Diffusion limited aggregation is a technique that attempts to simulate certain forms of growth. It is interesting in that it is both very simple and has broad applications to many diverse phenomena. It has been used to model coral, dendritic crystals, lightning, and snowflakes.
This algorithm has been widely implemented in the digital/computational community, a few of these applications are definitely worth watching such as the incredible simulations of Andy Lomas and Karsten Schmidt.
The premise is that you have particles moving randomly. This is called Brownian motion, which has an interesting history in its own right. When a particle hits a static structure, it sticks to it. In the most basic implementation, you start with a single fixed particle and add new particles in the manner described one at a time. The process naturally forms branches structures as the extremities of the growth act to block particles from hitting the interior parts of the static structure.
Pseudo Code:
Create a blank image Plot a dot in the center Repeat for a given number of particles: Place particle randomly in the simulation Repeat forever: If particle is inside boundaries: If any pixel around particle isn't blank: Plot particle Break forever loop End If Else Limit particle's coordinates so it's inside the boundary Plot particle Break forever loop End If Move particle randomly End Loop End Loop
Basic Implementation
There are two approaches to a basic DLA simulation. One works on a fixed grid and the other is grid-free and uses particles. This difference is reflected in many simulation techniques. Grids provide a rigid structure that simplifies the model. In this case, a particle can only move along the grid to one of its four neighbors. Working without a grid provides more freedom, but generally creates additional complexity, which can mean it is harder to program or requires more computation.
In its simplest implementation, the core function of the system is the one responsible for the detection of other neighbors in the surrounding area of a fixed particle. The first implementation involved a field array of pixels which can be either white (stuck) or black (alone) and for each pixel still active in the simulation I check its state.
bool aggParticle::alone(){ int cx = x; int cy = y; int lx = cx - 1; int rx = cx + 1; int ty = cy - 1; int by = cy + 1; if(cx <= 0 || cx >= w || lx <= 0 || lx >= w || rx <= 0 || rx >= w || cy <= 0 || cy >= h || ty <= 0 || ty >= h || by <= 0 || by >= h){ return true; } cy *= w; by *= w; ty *= w; if(field[cx + ty] || field[lx + cy] || field[rx + cy] || field[cx + by]){ return false; } if(field[lx + ty] || field[lx + by] || field[rx + ty] || field[rx + by]){ return false; } return true; }
Note that you could run the simulation on any grid, though it would most likely require a slightly more complex data structure. You could even run it on arbitrary, irregular networks such as one formed from a voronoi diagram.

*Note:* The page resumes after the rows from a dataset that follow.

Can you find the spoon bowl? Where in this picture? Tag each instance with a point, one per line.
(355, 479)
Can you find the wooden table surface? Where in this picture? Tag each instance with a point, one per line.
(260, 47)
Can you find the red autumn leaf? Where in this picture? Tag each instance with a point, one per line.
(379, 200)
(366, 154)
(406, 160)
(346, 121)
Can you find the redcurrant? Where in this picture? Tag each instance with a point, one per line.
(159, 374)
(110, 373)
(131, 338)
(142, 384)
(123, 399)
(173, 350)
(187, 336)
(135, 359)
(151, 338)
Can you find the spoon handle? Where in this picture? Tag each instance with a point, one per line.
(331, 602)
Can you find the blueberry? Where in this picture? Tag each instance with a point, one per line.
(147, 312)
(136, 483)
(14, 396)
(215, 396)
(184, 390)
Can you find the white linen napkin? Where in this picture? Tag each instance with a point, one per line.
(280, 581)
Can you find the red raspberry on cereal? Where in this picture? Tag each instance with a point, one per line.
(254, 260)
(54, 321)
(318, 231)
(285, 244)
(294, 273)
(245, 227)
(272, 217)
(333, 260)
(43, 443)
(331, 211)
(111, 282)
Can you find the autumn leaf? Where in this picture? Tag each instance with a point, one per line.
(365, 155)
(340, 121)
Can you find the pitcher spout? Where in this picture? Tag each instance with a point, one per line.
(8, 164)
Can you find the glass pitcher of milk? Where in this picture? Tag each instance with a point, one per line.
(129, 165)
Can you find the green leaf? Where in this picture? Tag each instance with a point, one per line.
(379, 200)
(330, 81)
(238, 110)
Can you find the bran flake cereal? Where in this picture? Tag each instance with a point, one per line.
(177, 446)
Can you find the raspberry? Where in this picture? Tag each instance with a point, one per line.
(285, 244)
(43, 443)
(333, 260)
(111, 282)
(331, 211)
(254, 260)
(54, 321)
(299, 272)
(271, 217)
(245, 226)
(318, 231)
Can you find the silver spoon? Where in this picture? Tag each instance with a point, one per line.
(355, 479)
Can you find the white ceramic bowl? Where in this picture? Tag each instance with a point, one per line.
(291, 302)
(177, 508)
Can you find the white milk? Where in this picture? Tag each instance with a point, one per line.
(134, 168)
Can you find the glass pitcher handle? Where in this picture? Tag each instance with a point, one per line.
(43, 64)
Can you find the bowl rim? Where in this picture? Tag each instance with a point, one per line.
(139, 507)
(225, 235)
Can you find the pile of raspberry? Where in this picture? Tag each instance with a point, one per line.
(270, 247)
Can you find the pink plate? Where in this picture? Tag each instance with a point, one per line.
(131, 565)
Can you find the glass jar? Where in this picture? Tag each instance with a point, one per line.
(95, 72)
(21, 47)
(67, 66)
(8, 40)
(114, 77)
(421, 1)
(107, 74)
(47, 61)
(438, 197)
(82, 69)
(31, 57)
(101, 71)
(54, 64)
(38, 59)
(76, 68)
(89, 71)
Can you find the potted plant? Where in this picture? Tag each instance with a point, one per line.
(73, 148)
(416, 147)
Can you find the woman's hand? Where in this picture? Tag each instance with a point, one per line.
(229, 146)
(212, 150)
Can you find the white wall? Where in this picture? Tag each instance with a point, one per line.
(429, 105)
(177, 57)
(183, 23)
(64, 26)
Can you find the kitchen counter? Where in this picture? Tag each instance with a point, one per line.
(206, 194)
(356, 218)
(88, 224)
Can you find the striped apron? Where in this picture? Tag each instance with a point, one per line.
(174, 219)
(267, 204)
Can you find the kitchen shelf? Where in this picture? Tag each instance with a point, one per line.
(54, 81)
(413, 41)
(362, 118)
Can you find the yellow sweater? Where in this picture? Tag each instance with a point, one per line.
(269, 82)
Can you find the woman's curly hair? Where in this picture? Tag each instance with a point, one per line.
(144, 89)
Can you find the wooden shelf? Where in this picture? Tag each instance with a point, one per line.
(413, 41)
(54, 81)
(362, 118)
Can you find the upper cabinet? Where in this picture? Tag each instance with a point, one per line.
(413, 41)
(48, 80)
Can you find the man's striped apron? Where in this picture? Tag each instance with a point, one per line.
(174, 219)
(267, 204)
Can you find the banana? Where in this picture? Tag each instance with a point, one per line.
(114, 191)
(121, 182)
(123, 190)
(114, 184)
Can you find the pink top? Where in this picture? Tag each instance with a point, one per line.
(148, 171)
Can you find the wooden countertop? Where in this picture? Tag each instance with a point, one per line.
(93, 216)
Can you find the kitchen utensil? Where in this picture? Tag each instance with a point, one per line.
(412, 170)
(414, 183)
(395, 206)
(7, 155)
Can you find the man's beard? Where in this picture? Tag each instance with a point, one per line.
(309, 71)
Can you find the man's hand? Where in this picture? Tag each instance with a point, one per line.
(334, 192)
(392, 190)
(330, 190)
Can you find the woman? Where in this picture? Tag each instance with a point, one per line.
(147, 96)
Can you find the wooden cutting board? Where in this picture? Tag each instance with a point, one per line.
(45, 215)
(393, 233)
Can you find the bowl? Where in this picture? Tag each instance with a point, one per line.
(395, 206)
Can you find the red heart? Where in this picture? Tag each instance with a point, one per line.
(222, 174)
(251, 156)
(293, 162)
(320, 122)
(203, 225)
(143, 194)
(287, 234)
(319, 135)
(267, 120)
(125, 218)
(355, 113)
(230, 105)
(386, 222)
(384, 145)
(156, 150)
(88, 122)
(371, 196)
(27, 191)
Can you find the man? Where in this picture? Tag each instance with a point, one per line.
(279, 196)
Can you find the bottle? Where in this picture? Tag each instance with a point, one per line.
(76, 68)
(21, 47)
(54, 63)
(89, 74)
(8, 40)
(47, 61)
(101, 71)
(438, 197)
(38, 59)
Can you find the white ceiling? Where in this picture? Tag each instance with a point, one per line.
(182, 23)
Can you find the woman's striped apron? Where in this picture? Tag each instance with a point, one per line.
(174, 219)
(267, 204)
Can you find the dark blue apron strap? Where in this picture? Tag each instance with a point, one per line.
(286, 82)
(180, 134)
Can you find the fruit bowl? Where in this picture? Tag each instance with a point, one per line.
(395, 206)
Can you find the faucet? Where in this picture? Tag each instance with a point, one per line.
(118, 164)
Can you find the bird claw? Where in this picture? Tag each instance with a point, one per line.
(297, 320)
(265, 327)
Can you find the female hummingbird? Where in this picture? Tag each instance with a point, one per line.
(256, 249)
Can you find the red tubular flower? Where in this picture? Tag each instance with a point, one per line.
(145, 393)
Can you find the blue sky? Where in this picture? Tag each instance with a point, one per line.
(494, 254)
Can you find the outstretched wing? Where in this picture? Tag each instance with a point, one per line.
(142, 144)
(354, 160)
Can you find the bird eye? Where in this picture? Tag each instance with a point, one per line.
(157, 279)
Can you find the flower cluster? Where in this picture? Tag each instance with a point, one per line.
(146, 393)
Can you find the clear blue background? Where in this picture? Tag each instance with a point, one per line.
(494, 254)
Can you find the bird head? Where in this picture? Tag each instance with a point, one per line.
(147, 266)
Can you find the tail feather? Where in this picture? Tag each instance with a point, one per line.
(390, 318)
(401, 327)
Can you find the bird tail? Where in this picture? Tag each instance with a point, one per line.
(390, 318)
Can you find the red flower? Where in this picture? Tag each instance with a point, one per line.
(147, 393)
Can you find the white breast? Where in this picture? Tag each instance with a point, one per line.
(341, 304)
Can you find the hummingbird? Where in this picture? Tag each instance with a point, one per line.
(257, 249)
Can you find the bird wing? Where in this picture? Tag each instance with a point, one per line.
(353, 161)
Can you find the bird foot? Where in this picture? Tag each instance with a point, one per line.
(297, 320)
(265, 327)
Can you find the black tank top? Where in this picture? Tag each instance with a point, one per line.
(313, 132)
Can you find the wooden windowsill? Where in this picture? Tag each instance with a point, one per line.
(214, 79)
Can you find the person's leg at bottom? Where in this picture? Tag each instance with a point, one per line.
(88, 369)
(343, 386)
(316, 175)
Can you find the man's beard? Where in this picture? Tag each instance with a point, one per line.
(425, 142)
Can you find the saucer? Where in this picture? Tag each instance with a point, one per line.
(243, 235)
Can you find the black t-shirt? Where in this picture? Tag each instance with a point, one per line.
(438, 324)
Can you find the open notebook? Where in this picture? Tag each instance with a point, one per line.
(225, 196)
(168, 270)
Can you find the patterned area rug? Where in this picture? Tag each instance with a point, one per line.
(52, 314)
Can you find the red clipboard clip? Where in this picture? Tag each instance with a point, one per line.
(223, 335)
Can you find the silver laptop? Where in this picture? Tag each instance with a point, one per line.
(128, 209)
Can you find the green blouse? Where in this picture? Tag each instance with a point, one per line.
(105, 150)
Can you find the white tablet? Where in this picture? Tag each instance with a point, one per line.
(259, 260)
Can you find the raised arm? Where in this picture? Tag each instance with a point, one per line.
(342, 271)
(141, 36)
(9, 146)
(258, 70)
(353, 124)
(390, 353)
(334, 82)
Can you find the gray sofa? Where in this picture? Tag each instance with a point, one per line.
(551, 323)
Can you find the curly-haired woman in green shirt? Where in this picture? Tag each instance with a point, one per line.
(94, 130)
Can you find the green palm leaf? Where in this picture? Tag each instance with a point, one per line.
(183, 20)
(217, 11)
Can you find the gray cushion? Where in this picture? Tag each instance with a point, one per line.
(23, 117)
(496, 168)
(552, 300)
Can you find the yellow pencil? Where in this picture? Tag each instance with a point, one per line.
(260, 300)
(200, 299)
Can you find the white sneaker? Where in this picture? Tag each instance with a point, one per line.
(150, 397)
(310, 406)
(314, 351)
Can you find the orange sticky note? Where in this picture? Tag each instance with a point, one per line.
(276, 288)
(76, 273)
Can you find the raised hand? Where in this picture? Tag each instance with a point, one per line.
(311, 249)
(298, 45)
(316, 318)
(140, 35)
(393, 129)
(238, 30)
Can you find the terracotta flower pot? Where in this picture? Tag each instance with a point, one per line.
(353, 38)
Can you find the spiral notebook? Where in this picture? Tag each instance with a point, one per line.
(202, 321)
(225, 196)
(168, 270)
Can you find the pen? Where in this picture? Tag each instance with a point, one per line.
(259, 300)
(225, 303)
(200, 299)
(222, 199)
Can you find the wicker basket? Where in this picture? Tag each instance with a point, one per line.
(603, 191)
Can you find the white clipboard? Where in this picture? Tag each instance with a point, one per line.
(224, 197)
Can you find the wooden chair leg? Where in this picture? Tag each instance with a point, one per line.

DLA simulation from a central source.
In this case, variability comes with the different position of the initial sources but on a general basis, the particle’s motion logic is the main creative parameter to play with.
GLSL Implementation
The general algorithm becomes really slow when you scale things up. This is due to the fact that neighbouring state search is done for each particle active in the simulation and involves distance calculation which is computationally expensive. To somehow avoid this issue I shifted my attention on a GLSL implementation, taking advantage of the GPU computation power when it comes to this kind of operations.
The initial set of particles still moves randomly in the screen and the stuck procedure is written as follow:
float checkStuck(vec4 p, out vec4 dd, inout vec4 v, int idCount){ ivec2 texSize = textureSize(particles0); float stuck; float dlaRadius; for (int x = 0; x < texSize.x; x ++){ for (int y = 0; y < texSize.y; y++) { vec3 pos = texture(particles0, vec2(x, y)).xyz; float check = texture(particles0, vec2(x, y)).w; if(check !=0){ float d = distance(p.xyz, pos); dlaRadius = 10.0; //if the distance is > 0 and < dla radius if (d > 0 && d < raddd ){ dd = vec4(p.xyz - pos, 1.0); v.w = 0.0; return check; } } } } dd = vec4(0.0, 0.0, 0.0, 0.0); return 0.0; }
Optimization
Generally, complex simulations will take a lot of computation, and depending on what you want to do with them speed can be an important factor. Therefore, optimizing your algorithm is often a necessary step. It is not usually necessary to talk about low-level optimization, such as reducing function calls or using fast bit level operations, but higher level algorithmic optimization is important to understand.